Pretty amazing. The government forced many of these institutions to take the bailout and then the can tell the firms how to be run.

Responding to the growing furor over the paychecks of executives at companies that received billions of dollars in the government’s financial rescue, the Obama administration will order the companies that received the most aid to deeply slash the compensation to their highest paid executives, an official involved in the decision said on Wednesday.

Under the plan, which will be announced in the next few days by the Treasury Department, the seven companies that received the most assistance will have to cut the annual salaries of their 25 best-paid executives by an average of about 90 percent from last year. Their total compensation — including bonuses and retirement contributions — will drop, on average, by about 50 percent. . . .

Here is a story that the seven firms that have gotten the most bailout money will face these largest cuts. How the number seven was arrived at is not obvious nor is there a statement about how large the cuts will be at other firms.

The seven companies are: Bank of America Corp., American International Group Inc., Citigroup Inc., General Motors, GMAC, Chrysler and Chrysler Financial. . . .

The DJIA went from being up by about 40 to falling down 92.

Stocks sold off late Wednesday after Wall Street learned that Washington would restrict executive pay at companies receiving bailout funds . . . .

Labels: , ,


Blogger Angie said...

Oh the market always tanks in October. Right?

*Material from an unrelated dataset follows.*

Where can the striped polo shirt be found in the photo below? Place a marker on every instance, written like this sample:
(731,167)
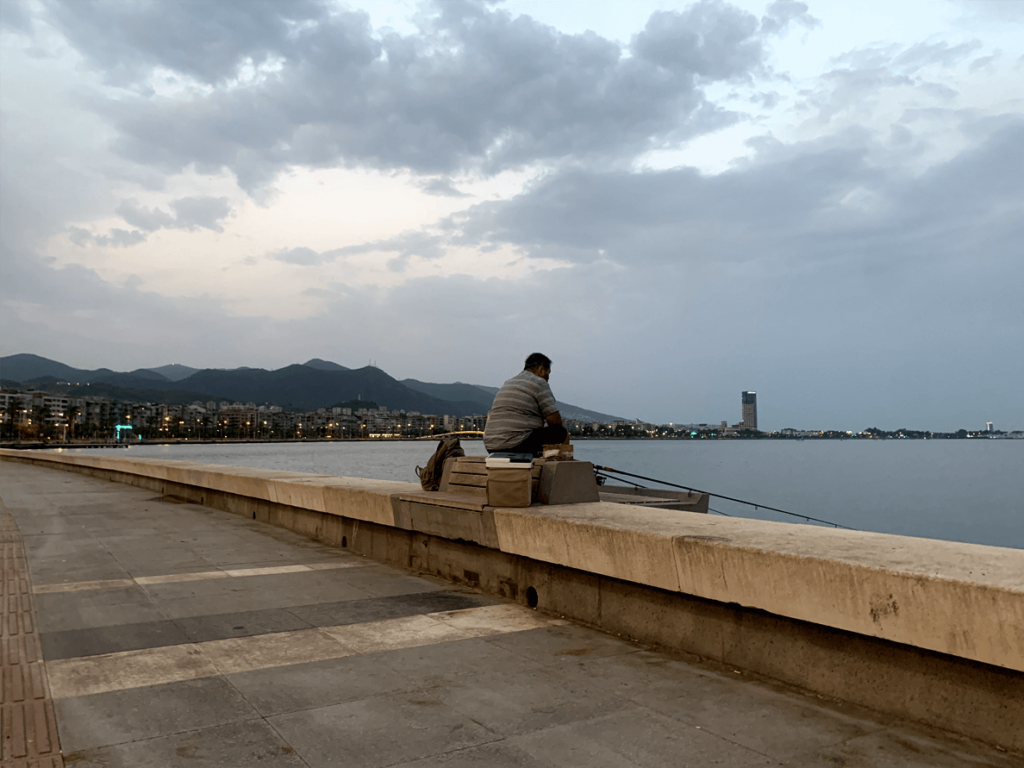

I don't understand why people seem to assume that if they take away money from the executives that it will somehow end up in the hands of the workers.

10/21/2009 6:17 PM  
Blogger The Right Guy said...

Look at it like this: Once the top execs leave because of low pay, who will want the job? Then the government can say they have to put their own people in the job. Wesley Mouch wins, at least in the short term. In the end, the banks run by whomever mouch puts in place will probably go down the tubes, it be put on life support by the printing presses at the treasury.

10/21/2009 10:32 PM  
Blogger The Right Guy said...

Here is a question for John Lott:
Where is due process if these execs have contracts? How can the government violate them? I think the execs would have a case, no matter if the company agreed to take government money.

10/24/2009 2:42 PM  
Blogger John Lott said...

Dear Right Guy:

I would think that the CEO for Bank of America clearly has a case given that he is going to earning a negative income this year, but I assume that the government threatened him and BofA with enough other problems that he simply thought it better to walk away.

10/24/2009 4:18 PM  
Blogger The Right Guy said...

I guess I was wondering about other CXX's as well. I imagine they will walk if they have to take a cut like that. I would.